Los códigos culturales de la comunidad son crueles con las mujeres infecundas como Damaris. Sobre ellas no cesa una especie de maltrato presente en las narrativas que las cercan para desaprobarlas, para catalogarlas como inútiles o aves de mal agüero. El libro está lleno de esa crueldad ingenua, un rasgo que lo asemeja a los cuentos de hadas, sólo que esta vez ningún héroe ni ningún mago se aparece a arreglar las cosas. Pilar Quintana se percibe cómoda y competente con todos estos elementos y truculencias. Los funcionarios de la editorial se perciben felices de ser eximidos de leer tres veces 107 páginas. Muchos lectores que comparten la enfermedad de la falta de tiempo en medio de la gestión de correos electrónicos y de redes sociales, agradecen que Pilar Quintana haya inventado la novela de cien páginas y una graciosa combinación de ingenuidad y malicia narrativa.

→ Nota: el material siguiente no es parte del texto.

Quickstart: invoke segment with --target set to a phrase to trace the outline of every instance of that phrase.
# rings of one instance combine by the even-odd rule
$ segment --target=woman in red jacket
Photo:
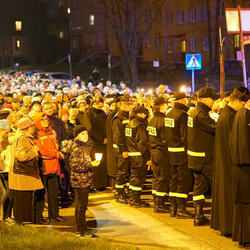
[[[43,114],[35,124],[38,129],[38,139],[36,144],[39,147],[39,153],[43,158],[45,171],[43,173],[43,185],[48,194],[48,212],[50,221],[65,221],[59,216],[58,193],[59,185],[57,176],[60,175],[59,158],[63,154],[59,152],[57,145],[56,132],[49,126],[47,115]]]

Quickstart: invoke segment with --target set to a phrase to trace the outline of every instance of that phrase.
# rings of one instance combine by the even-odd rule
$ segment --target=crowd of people
[[[59,205],[74,197],[77,235],[97,237],[85,219],[89,192],[111,187],[117,202],[150,207],[142,191],[152,171],[155,213],[193,219],[250,244],[247,88],[221,98],[210,87],[190,96],[165,85],[148,92],[124,82],[93,86],[80,77],[70,86],[24,74],[2,73],[0,81],[6,224],[64,222]],[[190,192],[194,214],[186,208]],[[207,195],[211,221],[203,213]]]

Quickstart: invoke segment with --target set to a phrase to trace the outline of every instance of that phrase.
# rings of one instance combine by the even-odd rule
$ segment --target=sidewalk
[[[88,225],[101,238],[131,244],[140,249],[239,249],[209,226],[194,227],[193,220],[178,220],[169,214],[153,212],[152,196],[144,192],[150,208],[132,208],[115,202],[112,192],[92,193],[87,212]],[[193,211],[190,207],[188,210]],[[209,213],[209,211],[206,211]],[[53,223],[49,229],[75,233],[74,205],[61,209],[66,223]]]

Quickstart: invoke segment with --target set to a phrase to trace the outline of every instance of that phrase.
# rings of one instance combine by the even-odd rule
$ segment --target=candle
[[[95,153],[95,159],[100,161],[102,159],[102,153]]]

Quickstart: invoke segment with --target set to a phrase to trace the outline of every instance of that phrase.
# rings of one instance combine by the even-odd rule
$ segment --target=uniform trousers
[[[133,156],[132,156],[133,157]],[[147,177],[147,165],[144,161],[140,166],[131,166],[129,185],[142,188]]]
[[[116,185],[125,185],[128,182],[128,175],[130,172],[129,159],[124,159],[122,154],[118,154],[117,157],[117,175]]]
[[[211,191],[213,182],[213,162],[204,164],[201,170],[193,170],[194,174],[194,204],[204,203],[204,194]]]
[[[170,182],[170,163],[166,151],[152,150],[151,161],[153,166],[152,192],[157,196],[167,194]]]
[[[182,165],[171,164],[171,179],[169,185],[169,193],[175,193],[173,196],[177,198],[183,194],[188,194],[193,186],[192,170],[188,168],[187,163]],[[171,196],[171,195],[170,195]]]

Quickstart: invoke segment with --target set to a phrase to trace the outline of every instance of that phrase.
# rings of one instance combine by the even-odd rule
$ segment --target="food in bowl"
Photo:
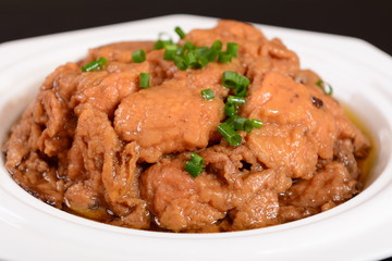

El lenguaje es parte del abatimiento y nimiedad del escenario, vacío de consuelos y encantos, un telón de circo pobre. La consigna de la redacción es evitar idilios de prosa y buscar la renuncia a los brillos retóricos. El suyo es lenguaje usado, desgastado, apoyado en desapegos que el colombiano plebeyo ha logrado al filo de su vida incierta e improvisado. Eso es, lenguaje plebeyo. El adecuado para este sombrío cuento devorado por sus propias sombras.